Ich zucke mit den Achseln, denn ich hasse es, wenn er mir solche Fragen stellt. Wir sitzen hier Stunde für Stunde, Tag für Tag, während er fast verzweifelt zu erreichen versucht, dass ich irgendwann von alleine auf die Antwort komme und von selbst erkenne, wieso ich mich so fühle. Das Problem ist nur, dass ich es schon längst weiß. Ich bin hier eingesperrt. Sitze jeden Tag in dieser kleinen Gefängniszelle. Ich werde von den Polizisten verhört. Allerdings schweige ich bei jedem Verhör. Sie denken, dass ich traumatisiert bin. Dass ich nicht mehr beim klaren Verstand bin, geschockt bin. Deshalb haben sie mir diese Stunden aufgebrummt. Ich habe keine Ahnung, wo Liam ist. Ob er sich hier irgendwo befindet oder in einem anderen Gefängnis, und ich habe keine Ahnung, ob Johnny noch lebt. Es nützt mir von daher nicht viel, hier zu sein. Ich möchte nicht hier sein und das weiß mein Gegenüber auch. Ich werde dazu gezwungen, und deshalb sitze ich diese Stunden ab, als wären es nur noch wenige Wochen bis zu den großen Sommerferien.
Mein Psychiater sieht mich erwartungsvoll an. Bereit für eine Antwort. Aber ich werde ihm auch diesmal keine Antwort geben. Er kann mir nicht helfen. Niemand kann das. An meiner Situation hat sich nichts geändert, obwohl ich hier sitze. Mein Leben hat sich geändert. Die Unwissenden haben uns geschnappt und nun sitze ich hier und rede mit einem Psychiater in einem kleinen weißen Raum, nur um nachher wieder in meine Zelle geführt zu werden. Ich bin hier, um meinen viel zu großen Schmerz zu vergessen. Um mich weniger einsam zu fühlen. Doch es nützt nichts, denn sobald ich wieder in meiner Zelle bin, kommen meine Gefühle als großer Gesteinsbrocken zurück, der mich unter sich zerdrückt.
„Mrs Madigan. Es wäre für uns alle einfacher, wenn Sie reden würden.“ Mein Psychiater sieht mich an. Ich soll reden. Wenn ich es ihm erzählen würde, dann könnte ich auf dem direkten Wege zu den Polizisten gehen. Sie verhören mich jeden Tag. Wollen wissen, was da genau passiert ist. Warum es diesen Aufstand gab. Warum eine Bombe gezündet wurde. Wer wir sind. Ich sage es ihnen nicht. Ich kann es ihnen nicht sagen. Sie würden mir nicht glauben. Sie würden meine Welt nicht verstehen. Sie würden den Hintergrund nicht verstehen. Für sie bin ich nur eine Mörderin, keine Heldin, die Leben rettet.

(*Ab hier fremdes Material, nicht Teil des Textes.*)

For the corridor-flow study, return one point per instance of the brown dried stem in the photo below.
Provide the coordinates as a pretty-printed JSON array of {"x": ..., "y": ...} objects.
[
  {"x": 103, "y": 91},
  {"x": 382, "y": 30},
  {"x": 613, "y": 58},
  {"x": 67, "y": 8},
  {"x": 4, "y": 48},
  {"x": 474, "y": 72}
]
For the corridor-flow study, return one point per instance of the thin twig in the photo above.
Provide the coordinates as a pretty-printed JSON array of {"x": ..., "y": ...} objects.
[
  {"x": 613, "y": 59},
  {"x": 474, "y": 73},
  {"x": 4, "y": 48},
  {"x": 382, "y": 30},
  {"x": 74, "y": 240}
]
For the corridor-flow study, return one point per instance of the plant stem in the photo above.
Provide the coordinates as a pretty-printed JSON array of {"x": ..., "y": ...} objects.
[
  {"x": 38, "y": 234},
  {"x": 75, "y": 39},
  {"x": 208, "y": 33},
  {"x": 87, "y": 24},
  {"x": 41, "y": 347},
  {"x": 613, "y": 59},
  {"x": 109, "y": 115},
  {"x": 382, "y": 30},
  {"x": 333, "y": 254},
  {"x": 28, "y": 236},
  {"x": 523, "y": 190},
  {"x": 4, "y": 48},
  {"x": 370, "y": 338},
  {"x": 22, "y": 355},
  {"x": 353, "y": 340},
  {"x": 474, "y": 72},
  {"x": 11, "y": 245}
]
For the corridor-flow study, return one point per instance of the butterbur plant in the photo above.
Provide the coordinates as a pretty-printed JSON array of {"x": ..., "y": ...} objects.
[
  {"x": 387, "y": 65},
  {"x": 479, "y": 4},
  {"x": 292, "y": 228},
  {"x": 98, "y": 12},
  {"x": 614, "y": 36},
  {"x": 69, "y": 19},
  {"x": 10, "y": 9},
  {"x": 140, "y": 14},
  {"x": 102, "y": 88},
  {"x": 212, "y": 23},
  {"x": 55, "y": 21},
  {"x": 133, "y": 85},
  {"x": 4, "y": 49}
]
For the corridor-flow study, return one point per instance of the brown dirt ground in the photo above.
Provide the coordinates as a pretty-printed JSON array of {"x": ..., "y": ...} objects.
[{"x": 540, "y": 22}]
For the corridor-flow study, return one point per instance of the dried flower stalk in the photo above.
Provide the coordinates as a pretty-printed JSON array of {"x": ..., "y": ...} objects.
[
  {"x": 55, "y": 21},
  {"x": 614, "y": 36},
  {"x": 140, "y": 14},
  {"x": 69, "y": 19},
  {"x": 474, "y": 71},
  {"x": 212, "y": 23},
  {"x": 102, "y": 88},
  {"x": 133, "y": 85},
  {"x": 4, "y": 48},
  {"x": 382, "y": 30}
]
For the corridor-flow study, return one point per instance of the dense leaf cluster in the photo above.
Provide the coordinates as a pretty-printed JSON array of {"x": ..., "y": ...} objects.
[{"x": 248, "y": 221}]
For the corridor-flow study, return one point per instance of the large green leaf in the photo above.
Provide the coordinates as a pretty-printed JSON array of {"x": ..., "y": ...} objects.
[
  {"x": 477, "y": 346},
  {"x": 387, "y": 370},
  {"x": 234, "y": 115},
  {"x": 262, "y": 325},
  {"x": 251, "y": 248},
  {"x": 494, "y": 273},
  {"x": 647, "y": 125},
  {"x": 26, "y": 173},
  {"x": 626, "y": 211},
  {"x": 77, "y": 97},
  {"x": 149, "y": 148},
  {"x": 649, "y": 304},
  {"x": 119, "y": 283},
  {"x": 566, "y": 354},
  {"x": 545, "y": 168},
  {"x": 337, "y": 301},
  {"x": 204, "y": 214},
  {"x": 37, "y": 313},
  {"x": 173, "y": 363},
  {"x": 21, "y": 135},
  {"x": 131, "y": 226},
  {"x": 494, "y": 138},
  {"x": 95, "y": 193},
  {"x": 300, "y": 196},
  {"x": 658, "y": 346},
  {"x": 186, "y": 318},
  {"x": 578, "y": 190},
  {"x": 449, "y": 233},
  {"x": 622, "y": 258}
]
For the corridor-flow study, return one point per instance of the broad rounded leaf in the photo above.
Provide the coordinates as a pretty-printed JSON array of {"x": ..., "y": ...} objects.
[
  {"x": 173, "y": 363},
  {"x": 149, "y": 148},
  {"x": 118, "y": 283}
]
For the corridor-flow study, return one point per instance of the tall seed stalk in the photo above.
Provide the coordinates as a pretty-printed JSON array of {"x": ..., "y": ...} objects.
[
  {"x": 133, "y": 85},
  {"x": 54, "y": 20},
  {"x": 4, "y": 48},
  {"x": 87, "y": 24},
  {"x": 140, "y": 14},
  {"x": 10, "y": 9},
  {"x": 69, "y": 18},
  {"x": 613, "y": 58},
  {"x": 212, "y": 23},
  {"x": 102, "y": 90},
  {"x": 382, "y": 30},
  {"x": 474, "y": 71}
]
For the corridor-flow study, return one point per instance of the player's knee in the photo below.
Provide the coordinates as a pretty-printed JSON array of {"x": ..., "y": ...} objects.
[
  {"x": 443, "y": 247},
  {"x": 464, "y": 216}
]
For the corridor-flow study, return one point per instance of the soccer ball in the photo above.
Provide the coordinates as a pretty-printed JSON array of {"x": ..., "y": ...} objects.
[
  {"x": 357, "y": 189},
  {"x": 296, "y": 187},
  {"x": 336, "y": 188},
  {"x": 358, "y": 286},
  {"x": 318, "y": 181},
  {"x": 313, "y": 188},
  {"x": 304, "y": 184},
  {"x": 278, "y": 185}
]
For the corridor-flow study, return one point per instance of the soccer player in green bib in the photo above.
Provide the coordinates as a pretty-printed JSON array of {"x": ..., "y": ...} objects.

„Wenn ich reden würde, dann müsste ich Ihnen die Wahrheit sagen, und das kann ich nicht.“ Ich sehe ihm nicht in die Augen. Diese ganze Situation. Die Lage, in der ich mich gerade befinde, ist schlimmer, als ich jemals dachte.
„Ein Psychiater steht unter Schweigepflicht. Alles, was Sie mir hier und jetzt sagen, werde ich für mich behalten.“ Er spricht noch immer ruhig. Er behandelt mich wie ein kleines Kind.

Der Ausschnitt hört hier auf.